There is the little black line that denotes the railway that brought us to the Kyle of Lochalsh village late one night, after a journey from London via Inverness.
The line is there on the Kyle of Lochalsh Google Map but the context is missing. Yes, the streets are all named but the surrounding hills are bland, blank spaces; it feels lifeless.

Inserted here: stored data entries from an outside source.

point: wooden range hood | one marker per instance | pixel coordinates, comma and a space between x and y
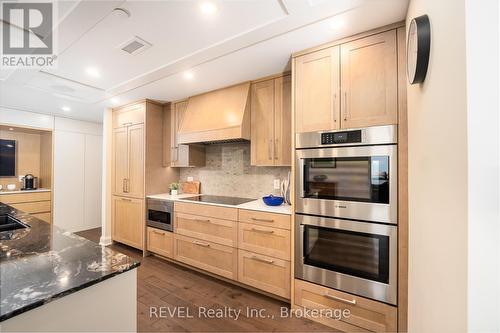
218, 116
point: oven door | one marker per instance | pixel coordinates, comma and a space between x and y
357, 183
355, 257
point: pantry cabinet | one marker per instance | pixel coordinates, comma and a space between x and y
271, 122
349, 85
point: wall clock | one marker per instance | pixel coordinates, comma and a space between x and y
418, 49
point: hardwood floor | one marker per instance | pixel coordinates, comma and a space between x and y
164, 286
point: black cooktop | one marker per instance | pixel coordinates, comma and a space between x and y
232, 201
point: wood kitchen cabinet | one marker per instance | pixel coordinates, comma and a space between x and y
271, 122
182, 155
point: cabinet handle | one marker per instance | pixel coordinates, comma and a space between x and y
263, 231
267, 261
340, 299
262, 220
201, 244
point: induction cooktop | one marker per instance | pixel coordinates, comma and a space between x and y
215, 199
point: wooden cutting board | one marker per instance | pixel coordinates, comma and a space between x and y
190, 187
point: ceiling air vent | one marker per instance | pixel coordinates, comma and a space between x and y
135, 46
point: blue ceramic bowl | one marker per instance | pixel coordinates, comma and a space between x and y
272, 200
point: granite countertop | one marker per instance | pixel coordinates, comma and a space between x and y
42, 263
257, 205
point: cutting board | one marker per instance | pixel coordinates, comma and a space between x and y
190, 187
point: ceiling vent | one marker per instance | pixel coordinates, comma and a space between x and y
135, 46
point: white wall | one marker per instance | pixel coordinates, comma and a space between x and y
437, 149
482, 32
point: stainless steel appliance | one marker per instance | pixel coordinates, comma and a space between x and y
160, 214
352, 256
30, 182
348, 174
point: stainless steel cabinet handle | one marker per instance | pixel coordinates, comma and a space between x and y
201, 244
262, 220
263, 231
340, 299
267, 261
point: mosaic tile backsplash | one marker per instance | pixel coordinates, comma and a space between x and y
228, 172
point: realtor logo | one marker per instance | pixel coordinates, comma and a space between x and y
28, 34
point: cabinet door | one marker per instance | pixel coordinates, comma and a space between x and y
120, 160
262, 137
317, 80
370, 81
128, 221
135, 181
283, 121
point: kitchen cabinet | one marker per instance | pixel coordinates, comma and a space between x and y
183, 155
128, 221
317, 88
365, 314
271, 122
370, 81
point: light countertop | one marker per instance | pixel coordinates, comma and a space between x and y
17, 191
257, 205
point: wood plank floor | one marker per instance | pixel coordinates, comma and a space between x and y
167, 285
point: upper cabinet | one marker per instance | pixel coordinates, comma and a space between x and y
350, 85
370, 81
271, 122
182, 155
317, 84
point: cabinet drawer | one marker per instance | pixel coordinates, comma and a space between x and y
215, 230
281, 221
214, 258
365, 314
129, 115
265, 273
24, 197
33, 207
264, 240
224, 213
46, 217
160, 242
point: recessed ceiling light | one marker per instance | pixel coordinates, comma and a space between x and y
92, 71
337, 24
208, 7
188, 75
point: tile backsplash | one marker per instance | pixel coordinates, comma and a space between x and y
228, 172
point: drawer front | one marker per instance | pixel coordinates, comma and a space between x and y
211, 229
281, 221
129, 115
218, 259
365, 314
224, 213
264, 240
46, 217
33, 207
24, 197
265, 273
160, 242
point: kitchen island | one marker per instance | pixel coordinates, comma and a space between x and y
52, 280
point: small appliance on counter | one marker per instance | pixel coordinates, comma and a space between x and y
30, 182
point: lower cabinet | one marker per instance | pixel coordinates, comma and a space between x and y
364, 314
215, 258
160, 242
128, 221
264, 272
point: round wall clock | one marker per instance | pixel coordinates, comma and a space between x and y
418, 49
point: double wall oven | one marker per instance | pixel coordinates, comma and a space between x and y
346, 210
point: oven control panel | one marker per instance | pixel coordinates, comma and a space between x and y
341, 137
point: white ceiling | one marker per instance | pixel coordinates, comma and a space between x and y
243, 40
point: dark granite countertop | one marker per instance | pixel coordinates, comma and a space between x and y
42, 263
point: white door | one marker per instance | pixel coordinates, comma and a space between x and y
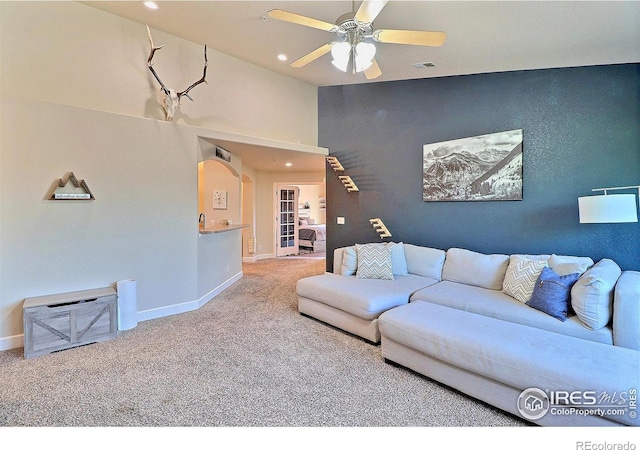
286, 220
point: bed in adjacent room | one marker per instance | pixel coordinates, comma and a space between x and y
312, 236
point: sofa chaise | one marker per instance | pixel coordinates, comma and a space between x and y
552, 339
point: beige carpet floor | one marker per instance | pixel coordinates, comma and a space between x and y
246, 359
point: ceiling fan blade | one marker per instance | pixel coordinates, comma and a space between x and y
309, 57
369, 10
300, 20
430, 38
373, 71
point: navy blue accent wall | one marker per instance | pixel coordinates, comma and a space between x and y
581, 130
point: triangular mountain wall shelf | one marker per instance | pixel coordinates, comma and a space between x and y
78, 191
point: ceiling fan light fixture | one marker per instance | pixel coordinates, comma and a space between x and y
365, 52
340, 53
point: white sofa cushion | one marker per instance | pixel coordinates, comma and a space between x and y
424, 261
349, 261
521, 276
365, 299
475, 269
564, 265
492, 303
398, 259
592, 295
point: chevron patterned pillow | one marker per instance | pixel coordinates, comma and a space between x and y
521, 277
374, 261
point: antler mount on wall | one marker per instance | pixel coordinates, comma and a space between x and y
171, 98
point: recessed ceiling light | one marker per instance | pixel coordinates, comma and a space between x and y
423, 65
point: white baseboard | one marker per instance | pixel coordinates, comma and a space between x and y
179, 308
16, 341
11, 342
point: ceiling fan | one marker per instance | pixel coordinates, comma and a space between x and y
355, 46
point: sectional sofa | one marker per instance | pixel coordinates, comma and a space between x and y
552, 339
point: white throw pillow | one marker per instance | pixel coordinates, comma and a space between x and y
374, 261
521, 276
592, 295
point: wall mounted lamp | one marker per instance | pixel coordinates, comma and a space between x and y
615, 208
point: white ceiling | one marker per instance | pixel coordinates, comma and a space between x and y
482, 36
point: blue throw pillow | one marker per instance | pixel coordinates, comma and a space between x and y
552, 293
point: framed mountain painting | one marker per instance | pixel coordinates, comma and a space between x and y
479, 168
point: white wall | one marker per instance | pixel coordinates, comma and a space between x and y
77, 96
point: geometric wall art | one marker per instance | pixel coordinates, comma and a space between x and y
479, 168
76, 190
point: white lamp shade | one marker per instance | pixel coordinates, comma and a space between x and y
616, 208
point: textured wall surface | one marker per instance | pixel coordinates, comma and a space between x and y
581, 130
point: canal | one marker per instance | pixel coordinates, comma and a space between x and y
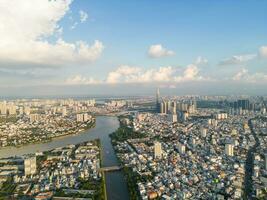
115, 183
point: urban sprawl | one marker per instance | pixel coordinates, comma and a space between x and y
168, 147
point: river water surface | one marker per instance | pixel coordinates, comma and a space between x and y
115, 183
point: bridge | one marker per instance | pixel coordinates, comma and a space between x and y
109, 169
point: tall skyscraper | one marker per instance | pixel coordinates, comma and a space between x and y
157, 150
229, 149
158, 101
30, 166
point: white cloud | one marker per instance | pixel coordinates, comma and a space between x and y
238, 59
263, 52
201, 61
244, 75
80, 80
127, 74
83, 16
24, 29
158, 51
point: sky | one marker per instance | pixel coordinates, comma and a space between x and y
78, 47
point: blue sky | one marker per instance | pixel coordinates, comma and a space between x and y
134, 44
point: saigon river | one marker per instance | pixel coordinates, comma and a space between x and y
116, 185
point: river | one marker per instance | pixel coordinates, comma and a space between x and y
115, 183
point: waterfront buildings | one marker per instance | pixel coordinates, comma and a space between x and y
30, 166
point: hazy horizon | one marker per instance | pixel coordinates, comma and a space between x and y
94, 47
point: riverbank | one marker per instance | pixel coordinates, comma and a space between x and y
116, 186
122, 134
88, 127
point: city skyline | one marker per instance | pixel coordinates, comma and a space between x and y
75, 47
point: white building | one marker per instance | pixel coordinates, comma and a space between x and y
229, 149
34, 118
30, 166
157, 150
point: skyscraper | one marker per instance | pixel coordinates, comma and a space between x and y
229, 149
157, 150
158, 101
30, 166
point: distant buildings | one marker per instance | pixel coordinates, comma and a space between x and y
30, 166
34, 118
158, 104
229, 149
83, 117
157, 150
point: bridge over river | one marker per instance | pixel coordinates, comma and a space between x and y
109, 169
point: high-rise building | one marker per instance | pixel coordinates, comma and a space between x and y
229, 149
158, 104
64, 111
34, 118
3, 108
30, 166
244, 104
173, 118
83, 117
157, 150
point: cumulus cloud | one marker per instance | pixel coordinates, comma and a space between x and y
201, 61
238, 59
244, 75
25, 27
158, 51
83, 16
131, 75
80, 80
263, 52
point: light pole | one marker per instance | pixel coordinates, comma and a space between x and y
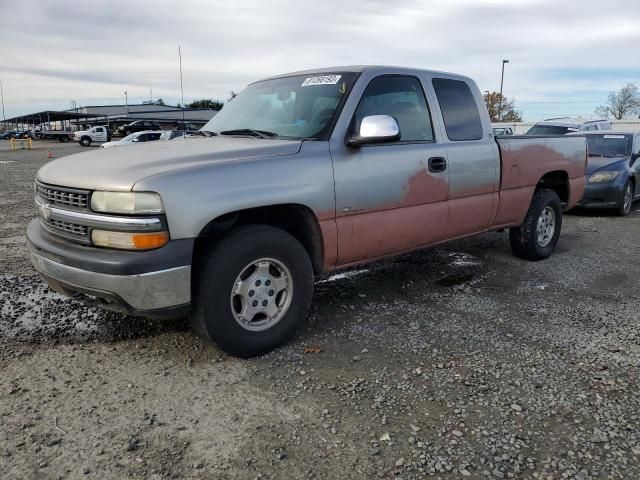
2, 96
501, 83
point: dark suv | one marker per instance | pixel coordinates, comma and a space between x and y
138, 126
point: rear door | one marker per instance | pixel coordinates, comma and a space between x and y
635, 167
389, 197
473, 158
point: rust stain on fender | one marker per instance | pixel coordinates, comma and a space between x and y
417, 218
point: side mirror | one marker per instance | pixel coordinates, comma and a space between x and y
375, 129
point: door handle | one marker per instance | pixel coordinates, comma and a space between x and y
437, 164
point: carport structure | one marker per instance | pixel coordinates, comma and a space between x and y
54, 120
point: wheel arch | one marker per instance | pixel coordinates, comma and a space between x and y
296, 219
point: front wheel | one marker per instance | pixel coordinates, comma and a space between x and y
538, 235
253, 290
627, 199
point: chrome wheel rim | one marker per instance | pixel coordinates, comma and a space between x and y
261, 294
546, 226
628, 196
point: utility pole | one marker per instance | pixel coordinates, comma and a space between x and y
181, 89
2, 95
501, 83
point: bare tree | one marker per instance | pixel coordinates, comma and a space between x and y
621, 104
501, 111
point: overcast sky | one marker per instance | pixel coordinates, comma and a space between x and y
565, 56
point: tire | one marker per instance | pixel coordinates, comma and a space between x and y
538, 235
626, 199
217, 313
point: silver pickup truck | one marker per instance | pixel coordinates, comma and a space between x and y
298, 175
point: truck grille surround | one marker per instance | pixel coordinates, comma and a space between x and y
66, 212
68, 198
63, 197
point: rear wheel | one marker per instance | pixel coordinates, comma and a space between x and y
627, 199
253, 290
538, 235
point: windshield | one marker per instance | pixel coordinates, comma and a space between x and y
549, 130
608, 145
299, 107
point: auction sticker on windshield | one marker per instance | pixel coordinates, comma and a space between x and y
321, 80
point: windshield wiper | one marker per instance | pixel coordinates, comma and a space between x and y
250, 131
205, 133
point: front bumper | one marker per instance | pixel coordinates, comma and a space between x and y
601, 195
156, 283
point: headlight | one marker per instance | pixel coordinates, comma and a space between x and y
126, 202
129, 240
602, 177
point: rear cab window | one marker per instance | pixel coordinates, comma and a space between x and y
459, 110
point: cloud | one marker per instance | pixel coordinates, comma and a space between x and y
75, 51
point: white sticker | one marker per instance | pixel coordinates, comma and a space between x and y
321, 80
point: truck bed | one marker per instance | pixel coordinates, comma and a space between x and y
525, 160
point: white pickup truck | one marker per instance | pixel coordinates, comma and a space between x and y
97, 134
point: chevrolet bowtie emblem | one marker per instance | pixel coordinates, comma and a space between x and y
45, 210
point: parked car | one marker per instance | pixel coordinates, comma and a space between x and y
613, 171
25, 134
565, 125
8, 135
173, 134
138, 137
187, 126
347, 166
502, 131
99, 134
138, 126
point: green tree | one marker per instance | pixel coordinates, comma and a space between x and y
621, 104
500, 108
206, 103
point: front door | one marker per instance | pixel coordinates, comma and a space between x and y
390, 197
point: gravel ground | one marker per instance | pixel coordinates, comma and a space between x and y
457, 362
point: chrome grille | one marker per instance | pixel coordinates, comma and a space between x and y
64, 197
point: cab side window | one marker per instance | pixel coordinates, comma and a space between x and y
400, 97
459, 110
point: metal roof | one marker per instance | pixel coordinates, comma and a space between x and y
48, 116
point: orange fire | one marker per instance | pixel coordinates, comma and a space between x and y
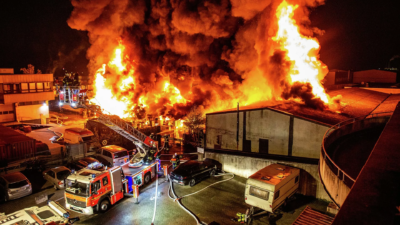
116, 82
302, 51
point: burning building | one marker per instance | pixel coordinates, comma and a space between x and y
164, 57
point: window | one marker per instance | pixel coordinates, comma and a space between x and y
219, 139
7, 88
277, 194
51, 174
39, 87
16, 88
105, 181
18, 184
2, 182
107, 154
94, 185
32, 87
24, 88
120, 154
259, 193
47, 86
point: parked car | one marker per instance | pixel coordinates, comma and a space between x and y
114, 154
87, 162
57, 119
57, 176
15, 185
102, 160
192, 172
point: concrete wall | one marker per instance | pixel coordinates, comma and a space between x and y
226, 126
28, 97
9, 116
270, 125
374, 76
307, 138
25, 78
246, 166
31, 112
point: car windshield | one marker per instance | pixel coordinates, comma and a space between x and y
120, 154
18, 184
63, 174
77, 188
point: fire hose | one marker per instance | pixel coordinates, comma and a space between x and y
177, 199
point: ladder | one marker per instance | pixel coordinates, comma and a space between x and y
143, 143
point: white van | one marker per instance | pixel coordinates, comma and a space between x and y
115, 155
271, 186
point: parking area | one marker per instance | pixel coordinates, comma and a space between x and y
218, 203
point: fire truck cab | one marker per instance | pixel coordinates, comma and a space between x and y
88, 190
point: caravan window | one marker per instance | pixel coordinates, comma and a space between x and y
259, 193
277, 194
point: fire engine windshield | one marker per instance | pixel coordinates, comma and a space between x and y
77, 188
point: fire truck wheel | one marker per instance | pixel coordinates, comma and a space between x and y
192, 182
104, 205
212, 173
147, 178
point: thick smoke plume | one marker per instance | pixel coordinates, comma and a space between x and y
216, 52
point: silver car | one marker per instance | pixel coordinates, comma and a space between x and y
56, 176
15, 185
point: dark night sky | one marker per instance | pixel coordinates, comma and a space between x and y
358, 35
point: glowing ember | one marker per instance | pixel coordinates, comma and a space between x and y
302, 51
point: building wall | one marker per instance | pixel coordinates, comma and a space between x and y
245, 166
276, 133
6, 113
32, 112
26, 78
271, 126
225, 126
374, 76
307, 138
27, 97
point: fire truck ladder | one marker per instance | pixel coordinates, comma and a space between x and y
126, 130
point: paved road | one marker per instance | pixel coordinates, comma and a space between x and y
218, 203
350, 152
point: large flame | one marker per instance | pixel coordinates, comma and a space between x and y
117, 86
302, 51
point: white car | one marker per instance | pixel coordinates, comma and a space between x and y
56, 176
15, 185
57, 119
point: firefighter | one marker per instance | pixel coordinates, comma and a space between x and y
175, 161
166, 144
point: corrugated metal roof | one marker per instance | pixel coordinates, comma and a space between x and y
312, 217
9, 136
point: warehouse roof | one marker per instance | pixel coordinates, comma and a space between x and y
356, 102
10, 136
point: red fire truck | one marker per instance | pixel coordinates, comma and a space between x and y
88, 190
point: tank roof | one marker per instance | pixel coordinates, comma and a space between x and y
114, 148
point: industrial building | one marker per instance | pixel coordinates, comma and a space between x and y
24, 97
258, 135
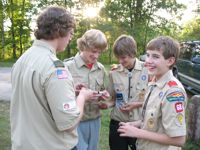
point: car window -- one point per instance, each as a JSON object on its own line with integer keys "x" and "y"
{"x": 186, "y": 52}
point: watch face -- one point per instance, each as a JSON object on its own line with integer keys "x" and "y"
{"x": 119, "y": 102}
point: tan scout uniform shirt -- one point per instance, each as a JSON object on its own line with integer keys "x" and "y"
{"x": 165, "y": 112}
{"x": 43, "y": 103}
{"x": 128, "y": 86}
{"x": 93, "y": 78}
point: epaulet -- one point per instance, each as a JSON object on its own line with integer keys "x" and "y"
{"x": 172, "y": 83}
{"x": 57, "y": 63}
{"x": 113, "y": 67}
{"x": 68, "y": 59}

On my OS map, there's a sense of the topography - the reality - of the place, thanks to the brown whorls of the contour lines, the fingerprints of nature.
You can see as the railway leaves the village, it goes through two cuttings and then, further north, the view out of the right-hand, east-facing window will be obscured by an embankment.
This goes to the very heart of the joy of these maps - the attention to detail that includes tiny icons depicting lighthouses (in use and disused), high-water marks, good viewpoints, campsites, youth hostels, public rights of way, bridle paths, quarries, electricity lines and pylons, woods (coniferous, non-coniferous and mixed), orchards, parks, radio masts, windmills (with or without sails), antiquities (Roman and non-Roman), battlefields, churches/chapels (with tower, with spire, without tower or spire), National Trust land, Forestry Commission land, post offices, public houses, town halls, milestones, refuse tips and the positions of various tumuli.
They're also, as they say these days, user-friendly. You need nothing other than your eyes. The icons are simple and easily decipherable. And a map never runs out of batteries.
There are also, on this map, the three little X's that I added myself, to denote where we stopped for lunch on the first day (at a pub in the hamlet of Dornie) and where we visited stunning Eilean Donan Castle. The third X marks where we camped that first night, off the road and up the steep hillside above Loch Duich.
If I squint hard enough, I'm sure I can see the little blue line that is the stream we used that night to cook our pasta and brush our teeth. Which, in turn, brings back memories of drinking a few beers as the sun set over one of the most splendid landscapes in the world.
The index on the OS map mentioned earlier - the Explorer OL41 showing the Forest of Bowland & Ribblesdale - runs the length of the 120-centimetre side and even shows where you'll find loose rock, boulders, outcrop and scree. Mud and sand are different colours. I was there a few years ago to explore Lancashire's Pendle Hill, a great flat-topped upturned row boat of a thing that, at 558 metres high (and 11 kilometres long), misses being classified as a mountain by 52 metres. As I wrote at the time, after consultation with the OS map, "Hmm, bugger coming at it from the east!"
Again, the memories come rushing back. How I avoided the steep eastern ascent by starting from the village of Barley, how I skirted the Lower and Upper Ogden reservoirs, how I laughed to myself at the signs to Buttock and made my way to the summit by the easier Boar Clough route. And how, with an OS map in hand, it really is impossible to get lost.
So you can keep your Google Maps and your GPS, I'm sticking with the real thing. If I can get this Forest of Bowland map refolded, that is. Wish me luck, I'm going in.